Abolition Symposium

Keynote  3:  Jennifer González (Room 121)*

Title: “Lessons of The Hour:  Isaac Julien’s Time Travel”
*The film Lessons of The Hour by Isaac Julien will be screened on April 11, 5 PM at Pyle Center Room 121.

Abstract: Visualizing abolition means imagining the world differently. As George Lamming, Stuart Hall, bell hooks fand subsequent scholars articulate: we have to train ourselves not only with new ways of looking, but also new ways of seeing, if we are going to move past racialized hierarchies and cultural ignorance. Artists working across cinema, photography, and performance, produce eddies alongside the digital stream of information that threatens to engulf us on a daily basis. Lyricism, poetry, and intimacy are all domains in which the visual allows us to rethink stereotype, and reject cruelty. Centering on Isaac Julian’s Lessons of the Hour, inspired by Frederick Douglass’s lecture of the same name, this talk invites us to look at the ways historical discourse develops diverse visual formations that press against the present in non-narrative, tropological ways.  If the archive is less a record of the past than a promise made to the future, Julien’s persistent engagement with the visual textures of time activates an imagined future that has already come to pass.

Bio:

Jennifer Gonzalez is Patricia and Rowland Rebele Chair and Professor of History of Art and Visual Culture at the University of California, Santa Cruz, and a faculty member in the Whitney Museum Independent Study Program, New York. Her research engages theoretical discourses of feminism, diaspora, and decoloniality in contemporary art. Her publications appear in journals such as, Camera Obscura, Art Journal, Bomb, and Aztlán and her books include Subject to Display: Reframing Race in Contemporary Installation Art and Chicano and Chicana Art: A Critical Anthology which was included in the top art books of the decade in 2020 by ArtNews magazine.

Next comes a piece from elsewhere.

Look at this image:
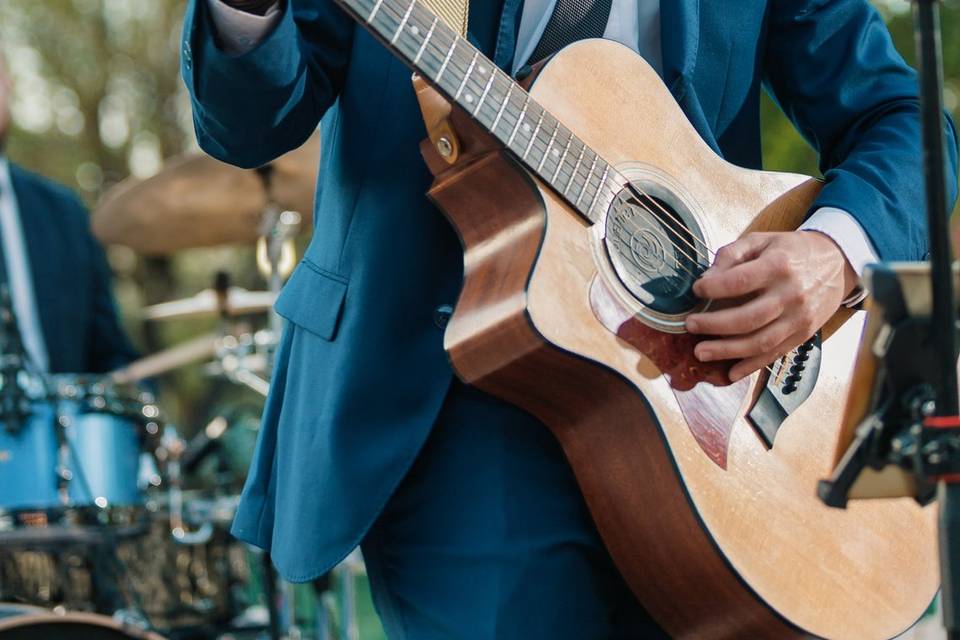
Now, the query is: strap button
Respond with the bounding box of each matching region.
[433,304,453,329]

Respondent: Guillermina De Ferrari

Guillermina De Ferrari is Halls-Bascom Professor of Caribbean Literatures and Visual Cultures in the Department of Spanish and Portuguese, and an affiliate in the Department of Art History. She is the author of Vulnerable States: Bodies of Memory in Contemporary Caribbean Fiction (Virginia 2007), and Community and Culture in Post-Soviet Cuba (Routledge 2014). Trained as a comparatist (Columbia University, 2001), she has published many articles on Cuba and Caribbean literature, photography, art and visual culture, and world literature. She directed the Center for Visual Cultures (2014-2018), and curated the exhibition Apertura: Photography in Cuba Today (Chazen Museum of Art 2015). She co-edited with Ursula Heise (UCLA) the Routledge Series Literature and Contemporary Thought (2014-2022). She co-edited with Mariano Siskind (Harvard University) The Routledge Companion to 20th and 21st Century Latin American Literary and Cultural Forms (2022). She was a Senior Fellow with the Institute of Research in the Humanities (2018-2023) and a 2020 Guggenheim Fellow. Her book Broken Tropics: Arts of Contingency in Puerto Rico, Cuba and Haiti is forthcoming in the Studies on Latin American Art series with the University of California Press. Her research combines cultural studies, ethics, sociology and ethnography.